Ex-prefeito de Salvador diz que chega à nova eleição com uma estrutura mais organizada nos 417 municípios e afirma que número de prefeitos aliados ao governador não será determinante para o resultado
ACM Neto atribuiu parte do desempenho de Jerônimo Rodrigues na eleição passada à falta de uma estrutura política mais ampla de sua candidatura em cidades pequenas e médias da Bahia.
Segundo o candidato, em diversos municípios o governador conseguiu abrir grandes vantagens justamente porque Neto não contava, naquele momento, com prefeitos, vereadores ou outras lideranças locais capazes de atuar em favor de sua campanha.
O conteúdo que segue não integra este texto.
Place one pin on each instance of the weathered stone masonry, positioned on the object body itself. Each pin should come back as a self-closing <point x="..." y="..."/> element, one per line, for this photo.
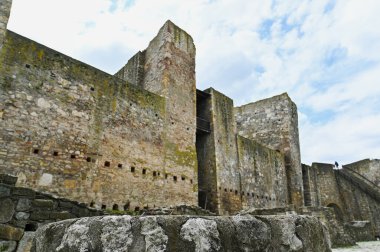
<point x="23" y="211"/>
<point x="146" y="137"/>
<point x="73" y="130"/>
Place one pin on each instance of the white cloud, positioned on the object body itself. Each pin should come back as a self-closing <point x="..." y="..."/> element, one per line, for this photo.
<point x="323" y="53"/>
Neto afirmou que a situação mudou para 2026. Ele diz que sua candidatura chega organizada politicamente nos 417 municípios baianos, o que, na avaliação dele, deve reduzir a diferença registrada em favor de Jerônimo no interior.
A estratégia também explica a avaliação de Neto sobre o peso da quantidade de prefeitos aliados ao governador. O candidato lembra que, em 2022, conseguiu alcançar 47,2% dos votos no segundo turno mesmo tendo vencido em apenas 54 municípios.
A leitura política apresentada por ACM Neto é direta: preservar sua força nos grandes centros e, ao mesmo tempo, diminuir a vantagem de Jerônimo nas cidades pequenas e médias pode alterar significativamente o equilíbrio da eleição.
O argumento ganha relevância diante das pesquisas mais recentes, que mostram uma disputa cada vez mais apertada entre os dois principais candidatos ao Governo da Bahia.